Foley JF. Focus Issue: Inflammatory mechanisms. Science Signaling, 3 March 2015. 8(366):eg2. doi: 10.1126/scisignal.aaa959
This issue of the Science spin-off called Science Signaling is organized around inflammatory pathways, rather than around specific diseases, but these are the same pathways that underlie autoimmune diseases. The research articles in this collection identify pro- and anti-inflammatory mechanisms that may prove promising as targets for new therapies.
Every year, knowledge of the pathways becomes more detailed (and sometimes
overwhelming). This overview identifies some important developmentsScience over the last two or three years.
• Toll-like receptors (TLRs): These are transmembrane pattern-recognition receptors (PRRs) that recognize pathogen-associated molecular patterns (PAMPs), such as the bacterial producs lipopolysaccharide (LPS) and flagellin, and damage-associated molecular patterns (DAMPs) such as histone proteins that are released from damaged or dead cells.

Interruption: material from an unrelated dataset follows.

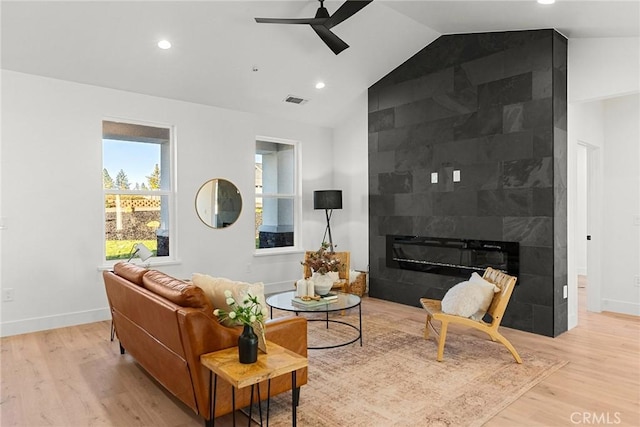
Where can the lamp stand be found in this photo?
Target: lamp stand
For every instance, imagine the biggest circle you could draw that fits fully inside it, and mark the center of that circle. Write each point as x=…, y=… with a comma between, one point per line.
x=328, y=213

LPS binds to TLR4, stimulating two signaling pathways:
1. The TLR4-MyD88 pathway activates NF-κB, which expresses proinflammatory factors like tumor necrosis factor (TNF), interleukin-6 (IL-6), and IL-1β.
2. The TLR4-TRIF pathway, in contrast, activates the anti-viral type I interferons (IFNs).
Research reported here shows that the response of the TLR4 receptor depends not on the particular ligand, but on the concentration and timing of the ligand. Other research discovered redundant pathways for identifying RNA viruses.
Excessive production of TNF in response to LPS leads to sepsis. Another TLR receptor blocks the inflammation in a feedback loop, suggesting an anti-inflammatory therapy.
In inflammatory bowel disease, TNF suppresses the synthesis of glucocorticoids. TNF inhibitors restored glucocorticoid synthesis in mice.
• The receptor tyrosine kinaseMer: This enzyme inhibits immune responses to pathogens, and stimulation of Mer and its pathway can reduce inflammation in mice.
• IL-17: Produced by T helper 17 (TH17) cells, IL-17 causes NF-κB inflammatory damage in autoimmune diseases such as rheumatoid arthritis (RA). The deubiquinase A20 inhibits NF-κB activation.
IL-17 receptor (IL-17R) stimulates the production of A20. Mutations in A20 are associated with susceptibility to RA.